Já desisti definitivamente do curso de design, aquilo não é para mim e não é uma desculpa para me afastar definitivamente do João.
Hoje vim ao cemitério falar com os meus "amigos".

Pareço uma psicopata a falar .

Estava a passear entre uma lápide com um ramo de lírios e uma com um par de girassóis quando sinto alguém a olhar para mim.

O que é que estás a fazer num cemitério?

Era o gajo do bar. O gajo que me levou para casa. O gajo que eu não sei o nome.
Tenho definitivamente de lhe arranjar uma alcunha até ter coragem de lhe perguntar o nome.

A visitar os mortos. Não é isso que as pessoas fazem?
Desculpa. Familiares?

Ele apanhou-me de surpresa. Eu não podia simplesmente dizer que fui visitar os meus amigos. Por muito compreensivo que ele fosse ninguém iria perceber este... hábito.

Mais ou menos. Chama-lhe conhecidos. E tu?
A minha mãe e a minha avó. E estás mesmo ao pé das campas delas. Só não percebo como conhecias a minha mãe e a minha avó, visto que já morreram à uns aninhos.

Engoli em seco. É mesmo azar eu estar a passar pela campa da mãe dele no momento em que ele aparece.

Ele aproximou-se e pôs uma mão no meu ombro.

Eu sei que és uma pessoa sozinha.
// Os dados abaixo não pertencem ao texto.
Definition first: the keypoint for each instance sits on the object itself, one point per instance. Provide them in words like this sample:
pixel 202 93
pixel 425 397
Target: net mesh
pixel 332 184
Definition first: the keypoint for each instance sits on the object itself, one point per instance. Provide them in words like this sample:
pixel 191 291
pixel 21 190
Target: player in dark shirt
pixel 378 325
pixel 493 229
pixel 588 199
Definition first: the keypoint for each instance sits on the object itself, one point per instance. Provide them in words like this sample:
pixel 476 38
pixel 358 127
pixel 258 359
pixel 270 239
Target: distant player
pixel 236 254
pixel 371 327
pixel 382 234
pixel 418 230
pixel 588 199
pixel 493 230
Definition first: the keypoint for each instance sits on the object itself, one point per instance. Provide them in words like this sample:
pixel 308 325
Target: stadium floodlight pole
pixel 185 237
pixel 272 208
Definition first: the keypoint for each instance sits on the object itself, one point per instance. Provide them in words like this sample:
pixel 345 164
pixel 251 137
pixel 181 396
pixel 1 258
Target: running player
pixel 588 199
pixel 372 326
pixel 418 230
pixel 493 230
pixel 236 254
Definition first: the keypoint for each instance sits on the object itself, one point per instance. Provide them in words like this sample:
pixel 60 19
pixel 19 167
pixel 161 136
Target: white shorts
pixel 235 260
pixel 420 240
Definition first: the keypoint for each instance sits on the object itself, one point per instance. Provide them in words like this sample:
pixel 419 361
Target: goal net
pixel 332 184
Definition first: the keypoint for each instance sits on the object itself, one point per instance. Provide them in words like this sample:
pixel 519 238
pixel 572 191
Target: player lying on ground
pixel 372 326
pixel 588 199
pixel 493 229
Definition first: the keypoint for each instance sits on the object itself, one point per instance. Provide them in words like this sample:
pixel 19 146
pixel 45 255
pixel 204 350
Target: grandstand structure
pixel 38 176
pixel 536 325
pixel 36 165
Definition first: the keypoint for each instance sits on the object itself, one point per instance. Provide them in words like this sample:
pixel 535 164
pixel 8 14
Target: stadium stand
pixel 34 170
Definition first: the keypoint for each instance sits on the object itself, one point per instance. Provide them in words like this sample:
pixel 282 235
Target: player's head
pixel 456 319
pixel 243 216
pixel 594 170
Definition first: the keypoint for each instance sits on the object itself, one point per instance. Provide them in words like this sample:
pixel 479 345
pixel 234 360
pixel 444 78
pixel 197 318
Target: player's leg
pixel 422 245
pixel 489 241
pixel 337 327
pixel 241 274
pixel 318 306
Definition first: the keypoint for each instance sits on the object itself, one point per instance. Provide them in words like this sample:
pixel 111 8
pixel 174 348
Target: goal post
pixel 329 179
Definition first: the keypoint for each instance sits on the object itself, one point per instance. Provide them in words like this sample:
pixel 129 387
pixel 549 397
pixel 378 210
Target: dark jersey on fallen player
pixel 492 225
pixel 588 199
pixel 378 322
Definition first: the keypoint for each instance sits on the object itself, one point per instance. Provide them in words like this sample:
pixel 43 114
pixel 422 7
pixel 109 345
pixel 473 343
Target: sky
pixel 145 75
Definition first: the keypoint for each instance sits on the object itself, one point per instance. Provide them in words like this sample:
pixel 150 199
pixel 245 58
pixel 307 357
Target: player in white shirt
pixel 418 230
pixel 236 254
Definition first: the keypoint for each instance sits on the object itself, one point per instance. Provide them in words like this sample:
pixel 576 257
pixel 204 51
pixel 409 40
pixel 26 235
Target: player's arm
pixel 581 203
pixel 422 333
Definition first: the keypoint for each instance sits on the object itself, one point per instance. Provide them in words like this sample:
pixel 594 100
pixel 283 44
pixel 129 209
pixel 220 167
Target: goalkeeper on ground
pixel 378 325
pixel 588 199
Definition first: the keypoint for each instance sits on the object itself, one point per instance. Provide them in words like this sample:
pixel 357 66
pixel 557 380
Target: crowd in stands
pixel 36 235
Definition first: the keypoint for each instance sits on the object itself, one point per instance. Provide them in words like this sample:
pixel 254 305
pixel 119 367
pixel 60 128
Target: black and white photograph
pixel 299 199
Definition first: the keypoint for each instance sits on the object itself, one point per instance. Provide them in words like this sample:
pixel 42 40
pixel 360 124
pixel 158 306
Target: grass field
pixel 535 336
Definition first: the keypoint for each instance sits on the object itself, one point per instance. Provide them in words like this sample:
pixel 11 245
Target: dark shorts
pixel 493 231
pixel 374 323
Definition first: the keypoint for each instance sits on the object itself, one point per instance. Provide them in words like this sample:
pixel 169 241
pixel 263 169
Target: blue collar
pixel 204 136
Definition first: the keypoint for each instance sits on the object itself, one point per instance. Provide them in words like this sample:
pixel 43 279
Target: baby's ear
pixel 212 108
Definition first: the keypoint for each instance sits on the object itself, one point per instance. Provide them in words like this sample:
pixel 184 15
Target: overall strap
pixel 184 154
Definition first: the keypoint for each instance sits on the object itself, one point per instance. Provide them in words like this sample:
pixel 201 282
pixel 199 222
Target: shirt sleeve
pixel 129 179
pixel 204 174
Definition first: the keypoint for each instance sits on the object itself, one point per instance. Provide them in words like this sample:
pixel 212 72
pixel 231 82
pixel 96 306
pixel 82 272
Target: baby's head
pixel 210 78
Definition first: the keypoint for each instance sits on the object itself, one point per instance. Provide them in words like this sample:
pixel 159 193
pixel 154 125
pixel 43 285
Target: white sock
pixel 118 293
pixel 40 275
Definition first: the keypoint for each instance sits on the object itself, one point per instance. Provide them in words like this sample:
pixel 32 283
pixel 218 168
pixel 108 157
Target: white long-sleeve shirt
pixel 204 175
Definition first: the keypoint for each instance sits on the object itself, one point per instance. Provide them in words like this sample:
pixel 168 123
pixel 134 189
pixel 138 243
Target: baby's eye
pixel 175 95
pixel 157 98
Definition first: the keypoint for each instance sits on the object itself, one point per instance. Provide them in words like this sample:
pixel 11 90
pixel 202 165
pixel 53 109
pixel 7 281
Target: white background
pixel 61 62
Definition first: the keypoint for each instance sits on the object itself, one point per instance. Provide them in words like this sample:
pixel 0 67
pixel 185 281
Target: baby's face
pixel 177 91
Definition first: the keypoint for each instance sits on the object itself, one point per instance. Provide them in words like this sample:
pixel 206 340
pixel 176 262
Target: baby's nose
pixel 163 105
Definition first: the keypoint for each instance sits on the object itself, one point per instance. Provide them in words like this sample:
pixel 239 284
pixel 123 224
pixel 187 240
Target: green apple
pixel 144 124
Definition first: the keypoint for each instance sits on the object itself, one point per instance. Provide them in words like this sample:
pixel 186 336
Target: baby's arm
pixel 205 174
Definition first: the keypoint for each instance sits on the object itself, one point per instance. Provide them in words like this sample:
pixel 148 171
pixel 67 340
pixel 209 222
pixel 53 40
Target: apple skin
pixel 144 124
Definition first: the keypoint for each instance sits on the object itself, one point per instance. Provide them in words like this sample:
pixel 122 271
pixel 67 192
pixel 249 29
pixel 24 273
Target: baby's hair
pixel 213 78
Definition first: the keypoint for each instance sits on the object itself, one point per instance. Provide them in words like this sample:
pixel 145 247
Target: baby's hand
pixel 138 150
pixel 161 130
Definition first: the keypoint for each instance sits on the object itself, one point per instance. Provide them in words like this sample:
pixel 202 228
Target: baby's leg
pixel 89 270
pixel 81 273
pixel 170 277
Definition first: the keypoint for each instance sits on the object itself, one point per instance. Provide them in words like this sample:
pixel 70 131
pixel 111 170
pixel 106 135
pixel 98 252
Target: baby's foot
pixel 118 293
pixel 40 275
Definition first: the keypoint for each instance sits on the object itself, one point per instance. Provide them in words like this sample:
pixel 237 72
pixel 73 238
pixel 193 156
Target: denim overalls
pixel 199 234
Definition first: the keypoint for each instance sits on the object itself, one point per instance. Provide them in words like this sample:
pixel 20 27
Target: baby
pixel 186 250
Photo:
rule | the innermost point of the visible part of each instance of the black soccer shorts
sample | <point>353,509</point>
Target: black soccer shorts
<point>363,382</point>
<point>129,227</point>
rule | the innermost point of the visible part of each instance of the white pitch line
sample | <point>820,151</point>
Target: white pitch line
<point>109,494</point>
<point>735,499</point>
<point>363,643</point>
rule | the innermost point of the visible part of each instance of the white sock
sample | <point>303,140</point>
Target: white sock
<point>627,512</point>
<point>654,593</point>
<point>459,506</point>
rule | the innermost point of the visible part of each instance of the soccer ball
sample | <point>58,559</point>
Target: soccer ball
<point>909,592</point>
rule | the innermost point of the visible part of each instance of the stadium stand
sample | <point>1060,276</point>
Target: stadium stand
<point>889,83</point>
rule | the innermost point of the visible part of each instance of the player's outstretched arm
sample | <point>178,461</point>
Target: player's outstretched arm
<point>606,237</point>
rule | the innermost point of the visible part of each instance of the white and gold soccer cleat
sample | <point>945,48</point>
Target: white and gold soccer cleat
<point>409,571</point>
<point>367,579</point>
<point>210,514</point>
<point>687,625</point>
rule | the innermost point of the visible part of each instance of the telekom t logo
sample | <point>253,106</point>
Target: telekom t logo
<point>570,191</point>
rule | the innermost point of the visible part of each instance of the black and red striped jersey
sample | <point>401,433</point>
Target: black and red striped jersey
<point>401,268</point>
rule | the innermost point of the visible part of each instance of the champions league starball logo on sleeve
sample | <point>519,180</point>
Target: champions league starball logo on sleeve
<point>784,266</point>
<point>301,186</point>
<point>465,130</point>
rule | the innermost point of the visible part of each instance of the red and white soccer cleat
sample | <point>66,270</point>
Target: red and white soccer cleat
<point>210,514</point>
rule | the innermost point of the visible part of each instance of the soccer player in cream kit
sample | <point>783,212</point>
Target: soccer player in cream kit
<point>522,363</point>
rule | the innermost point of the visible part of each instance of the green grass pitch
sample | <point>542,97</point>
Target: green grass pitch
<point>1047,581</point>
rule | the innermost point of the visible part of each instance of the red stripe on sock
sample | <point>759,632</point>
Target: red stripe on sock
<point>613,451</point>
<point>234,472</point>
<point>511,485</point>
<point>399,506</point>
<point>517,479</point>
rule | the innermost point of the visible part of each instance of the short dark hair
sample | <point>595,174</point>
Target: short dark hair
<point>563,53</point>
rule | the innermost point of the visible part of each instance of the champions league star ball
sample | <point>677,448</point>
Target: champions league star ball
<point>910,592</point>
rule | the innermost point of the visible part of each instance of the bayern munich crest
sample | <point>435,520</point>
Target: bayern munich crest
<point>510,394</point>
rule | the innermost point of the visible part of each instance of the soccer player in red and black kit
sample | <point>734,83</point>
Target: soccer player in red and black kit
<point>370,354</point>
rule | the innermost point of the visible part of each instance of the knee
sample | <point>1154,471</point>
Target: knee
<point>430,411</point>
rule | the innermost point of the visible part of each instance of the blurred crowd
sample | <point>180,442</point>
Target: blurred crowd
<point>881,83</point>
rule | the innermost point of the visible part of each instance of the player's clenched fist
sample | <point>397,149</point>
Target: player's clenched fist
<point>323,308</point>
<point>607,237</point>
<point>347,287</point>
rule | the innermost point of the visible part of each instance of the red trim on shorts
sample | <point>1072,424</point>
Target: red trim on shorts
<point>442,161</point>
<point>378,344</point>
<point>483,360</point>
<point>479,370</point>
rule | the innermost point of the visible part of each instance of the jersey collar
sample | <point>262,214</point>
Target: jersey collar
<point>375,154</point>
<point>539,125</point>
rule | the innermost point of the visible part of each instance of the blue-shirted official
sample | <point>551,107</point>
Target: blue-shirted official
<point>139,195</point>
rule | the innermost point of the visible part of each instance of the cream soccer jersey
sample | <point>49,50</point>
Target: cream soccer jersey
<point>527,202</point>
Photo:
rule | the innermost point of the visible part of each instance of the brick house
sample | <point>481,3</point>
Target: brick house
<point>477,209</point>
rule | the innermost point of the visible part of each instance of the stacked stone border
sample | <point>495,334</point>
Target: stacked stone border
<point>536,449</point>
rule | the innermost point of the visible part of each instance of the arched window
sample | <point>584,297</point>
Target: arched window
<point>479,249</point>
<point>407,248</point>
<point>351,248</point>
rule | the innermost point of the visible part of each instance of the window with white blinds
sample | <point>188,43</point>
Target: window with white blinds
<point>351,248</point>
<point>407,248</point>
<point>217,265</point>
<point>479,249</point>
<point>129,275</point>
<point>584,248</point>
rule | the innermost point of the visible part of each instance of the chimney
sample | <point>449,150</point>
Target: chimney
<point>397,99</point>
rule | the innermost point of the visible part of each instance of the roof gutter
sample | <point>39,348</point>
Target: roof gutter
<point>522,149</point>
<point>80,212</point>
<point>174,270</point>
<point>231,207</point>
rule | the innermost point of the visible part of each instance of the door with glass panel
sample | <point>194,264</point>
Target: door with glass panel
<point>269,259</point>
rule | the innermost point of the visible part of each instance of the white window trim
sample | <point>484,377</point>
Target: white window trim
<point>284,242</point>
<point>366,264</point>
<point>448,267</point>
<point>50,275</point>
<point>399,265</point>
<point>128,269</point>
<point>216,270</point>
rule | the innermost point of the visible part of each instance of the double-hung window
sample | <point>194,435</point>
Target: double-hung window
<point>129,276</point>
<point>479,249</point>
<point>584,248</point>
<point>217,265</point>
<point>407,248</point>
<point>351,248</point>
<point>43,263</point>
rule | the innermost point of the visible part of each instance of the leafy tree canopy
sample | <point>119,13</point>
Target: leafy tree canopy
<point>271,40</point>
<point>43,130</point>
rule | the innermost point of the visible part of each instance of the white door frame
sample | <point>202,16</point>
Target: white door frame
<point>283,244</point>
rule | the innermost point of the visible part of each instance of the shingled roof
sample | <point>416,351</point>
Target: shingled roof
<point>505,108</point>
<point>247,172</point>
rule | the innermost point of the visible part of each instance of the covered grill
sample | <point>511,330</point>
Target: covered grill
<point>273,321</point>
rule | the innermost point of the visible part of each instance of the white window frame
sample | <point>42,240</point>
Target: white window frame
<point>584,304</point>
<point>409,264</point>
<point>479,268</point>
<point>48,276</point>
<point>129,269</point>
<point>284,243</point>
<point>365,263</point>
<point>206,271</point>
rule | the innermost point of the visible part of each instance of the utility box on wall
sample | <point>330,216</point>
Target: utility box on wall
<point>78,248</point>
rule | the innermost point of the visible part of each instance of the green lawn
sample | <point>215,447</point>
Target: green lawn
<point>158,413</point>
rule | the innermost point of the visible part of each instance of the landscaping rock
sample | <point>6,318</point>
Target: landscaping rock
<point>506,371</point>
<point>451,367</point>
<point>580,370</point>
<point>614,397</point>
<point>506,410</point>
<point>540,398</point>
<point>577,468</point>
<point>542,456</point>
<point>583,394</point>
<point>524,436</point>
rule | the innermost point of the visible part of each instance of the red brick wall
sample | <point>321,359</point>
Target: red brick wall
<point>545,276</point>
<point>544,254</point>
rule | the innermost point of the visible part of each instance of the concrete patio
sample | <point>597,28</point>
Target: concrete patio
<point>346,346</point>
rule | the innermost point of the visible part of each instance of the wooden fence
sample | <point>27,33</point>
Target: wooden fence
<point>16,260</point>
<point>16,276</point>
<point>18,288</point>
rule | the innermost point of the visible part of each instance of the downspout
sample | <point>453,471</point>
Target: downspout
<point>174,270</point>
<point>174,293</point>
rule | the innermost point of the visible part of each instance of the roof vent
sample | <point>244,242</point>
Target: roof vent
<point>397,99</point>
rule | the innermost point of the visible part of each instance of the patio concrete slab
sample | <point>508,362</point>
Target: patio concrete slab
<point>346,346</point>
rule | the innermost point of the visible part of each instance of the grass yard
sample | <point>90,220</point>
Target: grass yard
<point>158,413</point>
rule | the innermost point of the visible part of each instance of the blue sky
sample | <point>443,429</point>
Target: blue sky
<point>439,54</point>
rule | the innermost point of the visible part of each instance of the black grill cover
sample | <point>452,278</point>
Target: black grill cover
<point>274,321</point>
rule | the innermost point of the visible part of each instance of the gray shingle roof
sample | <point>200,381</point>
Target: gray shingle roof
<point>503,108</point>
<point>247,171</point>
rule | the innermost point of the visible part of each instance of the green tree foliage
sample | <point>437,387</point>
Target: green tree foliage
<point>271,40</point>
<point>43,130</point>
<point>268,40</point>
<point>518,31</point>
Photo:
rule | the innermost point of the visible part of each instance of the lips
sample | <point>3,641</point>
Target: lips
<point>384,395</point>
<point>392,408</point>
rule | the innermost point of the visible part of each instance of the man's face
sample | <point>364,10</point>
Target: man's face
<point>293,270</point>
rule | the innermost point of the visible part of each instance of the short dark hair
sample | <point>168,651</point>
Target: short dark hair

Não precisas de mentir. A minha mãe ainda está viva, só para que saibas.

Ele esteve a gozar com minha cara? Foi isso que ele esteve a fazer, não foi? E eu sou uma besta por ter acreditado.

Quem é que vieste visitar?
A minha avó. Que sim, a campa dos girassóis é a dela, não faço a mínima de quem está na outra. Vim mudar as flores.

Só aí percebi que ele estava a segurar um ramo de girassóis atrás das costas. Ele baixou-se e trocou as flores um pouco murchas pelas que tinha trazido e acabámos no passadiço do cemitério a olhar para as coisas complicadas da vida.
Como sempre, a simples convivência com o gajo do bar ajudava a sentir-me menos sozinha.